嵯峨天皇 (さがてんのう)
【概説】
桓武天皇の次男であり、第52代に数えられる平安時代初期の天皇。平城太上天皇の変(薬子の変)を鎮圧して権力基盤を固め、蔵人所や検非違使などの令外官の設置、および『弘仁格式』の編纂を通じて律令体制の実質的な強化を図った。
即位と平城太上天皇の変(薬子の変)
嵯峨天皇は桓武天皇の第2皇子として生まれ、809年に病に倒れた兄・平城天皇の譲位を受けて即位した。しかし、平城上皇が平城京へ移り、寵愛する藤原薬子やその兄・藤原仲成らとともに独自の政権を運営し始めると、平安京の天皇と平城京の上皇が並立する「二所朝廷」という深刻な対立状態に陥った。810年、平城上皇が平安京を廃して平城京へ遷都する詔を発すると、嵯峨天皇は迅速に兵を動かして仲成を射殺し、上皇の東国脱出を阻止した。結果として上皇は出家し、薬子は自害に追い込まれた。この平城太上天皇の変(薬子の変)を機に、嵯峨天皇は皇権を確固たるものにし、平安京を名実ともに唯一の都として定着させたのである。
令外官の創設と律令体制の再編
嵯峨天皇の治世における最大の政治的功績は、社会の実情に合わせて律令体制を補完・強化したことである。平城上皇との対立の過程で、天皇の機密文書を扱い、太政官を介さずに天皇の命令を迅速に伝達する秘書官として蔵人所(くろうどどころ)を設置し、初代の蔵人頭に藤原冬嗣らを任命した。さらに、平安京の治安維持と行政・裁判を担う検非違使(けびいし)を創設した。これらは大宝律令や養老律令の規定には存在しない令外官(りょうげのかん)であったが、次第に既存の官司の権限を吸収し、平安時代の政治運営の中核を担う強力な機関へと成長していった。
法制の整備と『弘仁格式』の編纂
社会の変容により、基本法である律令と現実の政治との間には徐々にズレが生じていた。天皇は、長年にわたり蓄積された法令の追加や修正(格)と、施行細則(式)を整理するため、藤原冬嗣らに編纂を命じ、820年に『弘仁格式』(こうにんきゃくしき)を完成させた。これは後の『貞観格式』『延喜格式』と合わせて三代格式と呼ばれるものの先駆けであり、法制面からの国家統治を再構築する重要な事業であった。また、嵯峨天皇の治世である818年には死刑が停止され、以後、保元の乱(1156年)に至るまで約340年間にわたり、国家による死刑が執行されないという日本独自の法慣行の起点となった点も特筆される。
弘仁文化の隆盛と嵯峨源氏の賜姓
嵯峨天皇の時代は、唐風の文化が深く重んじられた時期であり、この時期の文化は弘仁・貞観文化と呼ばれる。天皇自身が漢詩文や書道に極めて優れており、日本初の勅撰漢詩集である『凌雲集』を編纂させたほか、空海や橘逸勢とともに平安時代初期を代表する能書家として三筆の一人に数えられている。また、唐から帰国した空海に東寺を下賜し、天台宗の最澄とも交流を持つなど、平安仏教(密教)の発展を厚く庇護した。
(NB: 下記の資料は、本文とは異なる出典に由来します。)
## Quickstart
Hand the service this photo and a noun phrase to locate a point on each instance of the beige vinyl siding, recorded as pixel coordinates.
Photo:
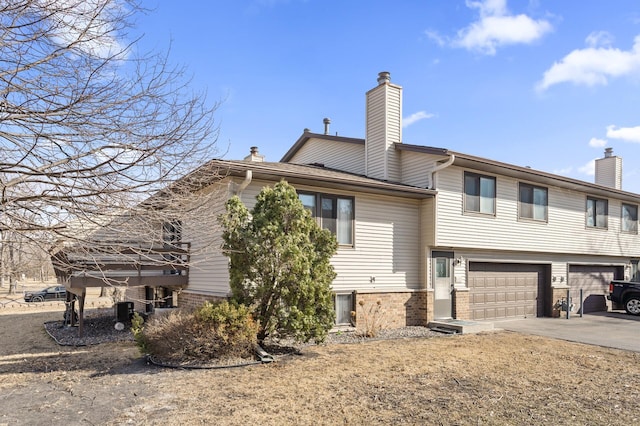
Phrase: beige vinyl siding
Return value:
(417, 167)
(209, 270)
(565, 231)
(348, 157)
(387, 245)
(375, 156)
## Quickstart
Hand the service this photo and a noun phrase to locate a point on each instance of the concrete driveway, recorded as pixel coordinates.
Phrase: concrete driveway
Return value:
(610, 329)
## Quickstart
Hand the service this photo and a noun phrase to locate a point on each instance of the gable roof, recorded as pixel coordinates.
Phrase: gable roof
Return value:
(485, 165)
(308, 135)
(315, 175)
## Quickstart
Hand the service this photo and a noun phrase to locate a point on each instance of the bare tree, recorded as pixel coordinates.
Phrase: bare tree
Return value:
(90, 127)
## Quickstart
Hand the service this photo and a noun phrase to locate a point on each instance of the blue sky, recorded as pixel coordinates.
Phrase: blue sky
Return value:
(540, 83)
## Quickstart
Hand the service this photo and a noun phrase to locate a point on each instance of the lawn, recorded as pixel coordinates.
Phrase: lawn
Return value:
(494, 378)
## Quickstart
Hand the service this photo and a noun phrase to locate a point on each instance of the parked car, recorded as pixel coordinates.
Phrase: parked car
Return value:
(56, 292)
(626, 293)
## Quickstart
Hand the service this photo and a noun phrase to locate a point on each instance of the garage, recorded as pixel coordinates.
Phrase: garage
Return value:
(594, 282)
(506, 290)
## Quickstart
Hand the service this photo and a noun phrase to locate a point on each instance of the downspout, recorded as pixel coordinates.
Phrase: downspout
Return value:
(245, 183)
(444, 165)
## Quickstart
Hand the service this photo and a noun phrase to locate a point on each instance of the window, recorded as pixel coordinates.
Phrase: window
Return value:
(635, 276)
(479, 193)
(334, 213)
(533, 202)
(630, 218)
(343, 304)
(596, 213)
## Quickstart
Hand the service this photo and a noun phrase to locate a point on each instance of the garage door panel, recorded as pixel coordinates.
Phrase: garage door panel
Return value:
(594, 282)
(504, 290)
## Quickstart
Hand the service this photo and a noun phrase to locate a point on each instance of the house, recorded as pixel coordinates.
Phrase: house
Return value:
(433, 233)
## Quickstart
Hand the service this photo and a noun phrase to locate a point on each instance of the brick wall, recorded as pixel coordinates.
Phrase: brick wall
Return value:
(396, 309)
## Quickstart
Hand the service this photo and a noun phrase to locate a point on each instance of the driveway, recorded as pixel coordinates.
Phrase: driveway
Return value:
(610, 329)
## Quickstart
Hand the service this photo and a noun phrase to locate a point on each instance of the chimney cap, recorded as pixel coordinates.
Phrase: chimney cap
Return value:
(326, 122)
(384, 77)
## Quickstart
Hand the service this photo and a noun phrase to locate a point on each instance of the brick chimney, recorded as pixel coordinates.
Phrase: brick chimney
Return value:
(383, 129)
(609, 170)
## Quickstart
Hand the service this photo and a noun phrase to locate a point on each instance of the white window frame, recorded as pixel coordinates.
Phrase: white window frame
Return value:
(343, 227)
(597, 208)
(485, 198)
(536, 214)
(629, 221)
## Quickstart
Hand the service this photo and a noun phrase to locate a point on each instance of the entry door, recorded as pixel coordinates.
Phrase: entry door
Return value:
(442, 286)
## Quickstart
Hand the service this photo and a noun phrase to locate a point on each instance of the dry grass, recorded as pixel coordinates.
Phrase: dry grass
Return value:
(498, 378)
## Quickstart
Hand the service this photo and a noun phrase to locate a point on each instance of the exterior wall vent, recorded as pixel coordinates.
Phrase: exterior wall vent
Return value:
(254, 155)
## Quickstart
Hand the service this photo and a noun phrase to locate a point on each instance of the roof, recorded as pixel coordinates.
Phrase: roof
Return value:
(484, 164)
(316, 175)
(308, 135)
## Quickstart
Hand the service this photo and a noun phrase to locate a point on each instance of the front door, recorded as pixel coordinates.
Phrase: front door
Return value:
(442, 286)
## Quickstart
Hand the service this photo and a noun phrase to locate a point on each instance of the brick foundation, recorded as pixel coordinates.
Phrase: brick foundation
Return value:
(461, 309)
(396, 309)
(188, 300)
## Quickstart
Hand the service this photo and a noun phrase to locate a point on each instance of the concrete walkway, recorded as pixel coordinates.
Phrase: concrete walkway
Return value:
(610, 329)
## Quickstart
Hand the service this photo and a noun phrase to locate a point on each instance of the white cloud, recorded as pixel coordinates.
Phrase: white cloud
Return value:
(415, 117)
(496, 28)
(597, 143)
(599, 39)
(593, 65)
(589, 168)
(629, 134)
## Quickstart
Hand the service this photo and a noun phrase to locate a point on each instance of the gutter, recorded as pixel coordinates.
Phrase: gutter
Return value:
(442, 166)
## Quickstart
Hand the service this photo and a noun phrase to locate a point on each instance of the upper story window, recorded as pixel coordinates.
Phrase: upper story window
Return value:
(479, 193)
(334, 213)
(533, 202)
(596, 212)
(630, 218)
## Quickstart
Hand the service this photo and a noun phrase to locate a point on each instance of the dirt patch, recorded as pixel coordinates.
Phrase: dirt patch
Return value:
(494, 378)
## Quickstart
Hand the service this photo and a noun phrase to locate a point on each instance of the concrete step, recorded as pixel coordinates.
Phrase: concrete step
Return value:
(460, 326)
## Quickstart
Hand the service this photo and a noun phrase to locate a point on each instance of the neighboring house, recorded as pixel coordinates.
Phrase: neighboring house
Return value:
(434, 233)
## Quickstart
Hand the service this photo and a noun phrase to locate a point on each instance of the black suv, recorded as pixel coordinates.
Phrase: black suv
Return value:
(50, 293)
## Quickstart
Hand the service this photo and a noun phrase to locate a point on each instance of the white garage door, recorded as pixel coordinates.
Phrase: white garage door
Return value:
(594, 282)
(503, 290)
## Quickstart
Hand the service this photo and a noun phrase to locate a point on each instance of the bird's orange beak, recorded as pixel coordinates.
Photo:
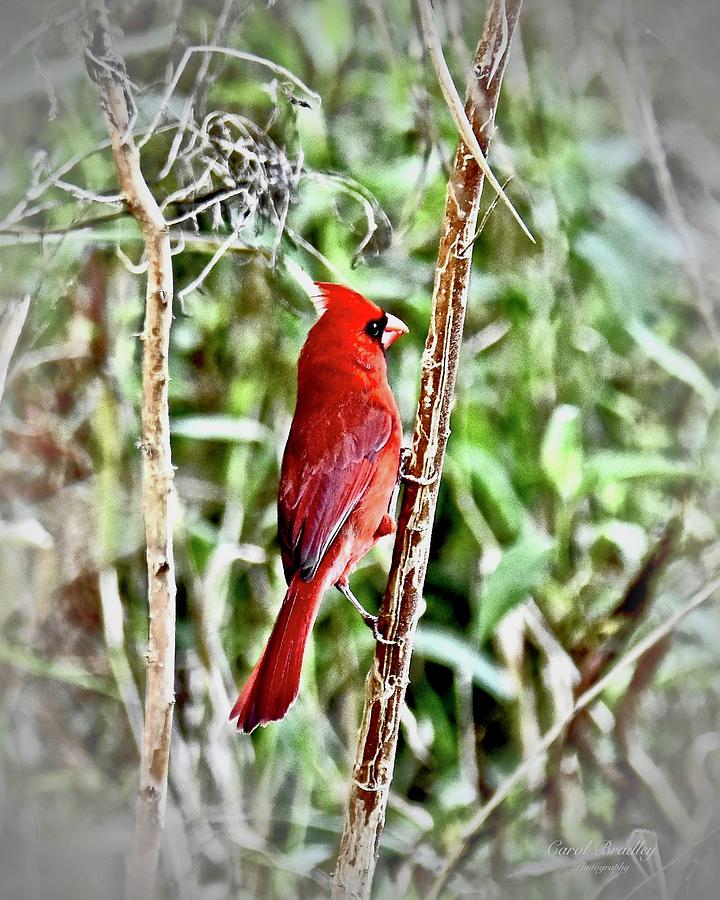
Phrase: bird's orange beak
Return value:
(394, 329)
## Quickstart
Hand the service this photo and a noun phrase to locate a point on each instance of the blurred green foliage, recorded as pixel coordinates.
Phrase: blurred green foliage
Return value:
(585, 421)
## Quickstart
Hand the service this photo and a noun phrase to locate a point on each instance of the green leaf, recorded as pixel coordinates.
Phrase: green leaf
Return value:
(561, 453)
(523, 567)
(218, 428)
(674, 362)
(496, 487)
(609, 465)
(442, 646)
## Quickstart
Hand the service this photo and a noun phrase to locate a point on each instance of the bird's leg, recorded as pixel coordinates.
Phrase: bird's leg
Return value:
(368, 618)
(404, 475)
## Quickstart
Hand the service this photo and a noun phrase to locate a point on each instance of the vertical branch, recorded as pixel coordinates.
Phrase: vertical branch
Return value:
(108, 71)
(387, 681)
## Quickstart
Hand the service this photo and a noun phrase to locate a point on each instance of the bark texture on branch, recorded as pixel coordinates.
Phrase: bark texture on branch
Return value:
(388, 678)
(108, 71)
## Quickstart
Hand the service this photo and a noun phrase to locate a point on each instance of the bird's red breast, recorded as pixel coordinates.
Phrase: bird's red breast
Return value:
(338, 473)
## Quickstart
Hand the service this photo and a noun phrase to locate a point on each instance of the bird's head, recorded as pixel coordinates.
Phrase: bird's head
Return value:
(352, 320)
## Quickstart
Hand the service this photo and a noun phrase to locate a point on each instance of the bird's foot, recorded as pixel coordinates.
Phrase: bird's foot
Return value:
(405, 460)
(368, 618)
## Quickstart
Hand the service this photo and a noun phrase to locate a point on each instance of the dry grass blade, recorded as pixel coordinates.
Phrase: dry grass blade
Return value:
(474, 826)
(10, 330)
(400, 609)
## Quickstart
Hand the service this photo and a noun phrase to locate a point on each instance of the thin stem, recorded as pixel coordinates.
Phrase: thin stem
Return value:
(400, 608)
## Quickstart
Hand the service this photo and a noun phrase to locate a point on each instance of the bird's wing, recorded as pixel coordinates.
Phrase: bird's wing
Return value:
(329, 463)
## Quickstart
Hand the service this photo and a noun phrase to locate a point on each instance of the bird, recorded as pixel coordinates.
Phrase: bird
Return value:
(337, 482)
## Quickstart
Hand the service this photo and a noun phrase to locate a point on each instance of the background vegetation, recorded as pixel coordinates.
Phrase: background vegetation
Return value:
(578, 507)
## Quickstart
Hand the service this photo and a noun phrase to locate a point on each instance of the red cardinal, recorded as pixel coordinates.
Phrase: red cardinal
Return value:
(338, 474)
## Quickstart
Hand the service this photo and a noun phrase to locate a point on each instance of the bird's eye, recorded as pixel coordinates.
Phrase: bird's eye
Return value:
(375, 328)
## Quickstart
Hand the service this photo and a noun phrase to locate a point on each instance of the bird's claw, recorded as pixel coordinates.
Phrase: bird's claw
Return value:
(423, 481)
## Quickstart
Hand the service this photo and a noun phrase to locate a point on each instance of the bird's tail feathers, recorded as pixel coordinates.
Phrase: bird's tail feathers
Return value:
(274, 683)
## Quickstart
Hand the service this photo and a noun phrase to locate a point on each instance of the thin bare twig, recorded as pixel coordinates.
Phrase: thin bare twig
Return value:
(311, 98)
(155, 445)
(400, 608)
(455, 104)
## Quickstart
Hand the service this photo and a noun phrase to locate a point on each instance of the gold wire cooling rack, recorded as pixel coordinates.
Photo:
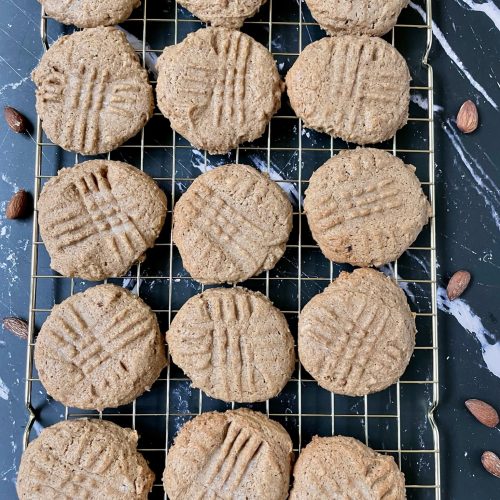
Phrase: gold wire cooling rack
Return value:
(399, 420)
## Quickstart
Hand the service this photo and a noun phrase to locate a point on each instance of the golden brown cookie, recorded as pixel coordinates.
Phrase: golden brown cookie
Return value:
(357, 337)
(232, 223)
(89, 13)
(227, 13)
(342, 467)
(353, 87)
(369, 17)
(365, 207)
(233, 344)
(219, 88)
(236, 454)
(98, 349)
(92, 93)
(99, 217)
(84, 459)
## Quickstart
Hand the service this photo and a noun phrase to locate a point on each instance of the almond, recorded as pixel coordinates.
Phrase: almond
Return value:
(457, 284)
(484, 412)
(467, 118)
(15, 120)
(17, 326)
(491, 463)
(19, 205)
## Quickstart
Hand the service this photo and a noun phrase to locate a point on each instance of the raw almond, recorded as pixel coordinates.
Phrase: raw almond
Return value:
(19, 205)
(17, 326)
(457, 284)
(484, 412)
(467, 118)
(15, 120)
(491, 463)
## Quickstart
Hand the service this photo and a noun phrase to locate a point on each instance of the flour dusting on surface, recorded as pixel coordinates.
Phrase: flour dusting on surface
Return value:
(484, 185)
(487, 7)
(463, 313)
(453, 56)
(4, 390)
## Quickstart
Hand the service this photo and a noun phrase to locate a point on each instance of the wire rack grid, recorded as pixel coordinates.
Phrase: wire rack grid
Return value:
(398, 421)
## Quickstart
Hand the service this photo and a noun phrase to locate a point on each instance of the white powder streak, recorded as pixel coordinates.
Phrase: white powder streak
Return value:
(462, 312)
(453, 56)
(4, 390)
(488, 8)
(485, 186)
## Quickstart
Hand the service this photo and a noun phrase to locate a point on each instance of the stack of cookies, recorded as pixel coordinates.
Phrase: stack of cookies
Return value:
(102, 348)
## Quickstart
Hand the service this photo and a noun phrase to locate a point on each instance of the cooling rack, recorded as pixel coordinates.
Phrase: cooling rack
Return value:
(398, 421)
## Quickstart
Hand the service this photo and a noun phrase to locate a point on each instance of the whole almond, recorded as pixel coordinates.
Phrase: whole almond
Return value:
(17, 326)
(19, 205)
(457, 284)
(484, 412)
(15, 120)
(467, 118)
(491, 463)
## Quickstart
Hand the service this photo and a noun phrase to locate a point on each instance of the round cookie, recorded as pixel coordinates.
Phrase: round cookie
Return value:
(353, 87)
(92, 93)
(375, 17)
(84, 459)
(219, 88)
(365, 207)
(233, 344)
(357, 337)
(343, 467)
(98, 349)
(236, 454)
(232, 223)
(89, 13)
(230, 13)
(99, 217)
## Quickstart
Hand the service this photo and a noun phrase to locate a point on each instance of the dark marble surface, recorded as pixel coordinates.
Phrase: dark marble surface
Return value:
(465, 58)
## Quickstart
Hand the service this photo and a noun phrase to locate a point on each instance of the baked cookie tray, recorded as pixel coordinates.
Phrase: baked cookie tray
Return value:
(399, 420)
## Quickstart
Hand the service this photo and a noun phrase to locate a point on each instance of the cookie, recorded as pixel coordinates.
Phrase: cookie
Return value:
(84, 459)
(365, 207)
(357, 337)
(233, 344)
(90, 13)
(219, 88)
(232, 223)
(236, 454)
(343, 467)
(92, 93)
(353, 87)
(229, 13)
(375, 17)
(99, 217)
(98, 349)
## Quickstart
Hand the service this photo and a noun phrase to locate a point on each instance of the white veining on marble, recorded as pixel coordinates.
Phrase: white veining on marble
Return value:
(463, 313)
(388, 270)
(484, 185)
(4, 390)
(454, 57)
(423, 102)
(201, 163)
(470, 321)
(288, 187)
(150, 58)
(488, 7)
一方で、天皇には多数の皇女・皇子がおり、彼らをすべて皇族として遇することは国家財政を圧迫する懸念があった。そのため、多数の皇子・皇女を臣籍降下させ、「源」の姓を与えた。これが嵯峨源氏(源融などが著名)の始まりであり、後の皇族賜姓の先例となった。嵯峨天皇の治世は、政治機構から法制、文化、そして皇室制度に至るまで、平安時代を通じて続く国家の基本骨格が完成した画期的な時代であったと言える。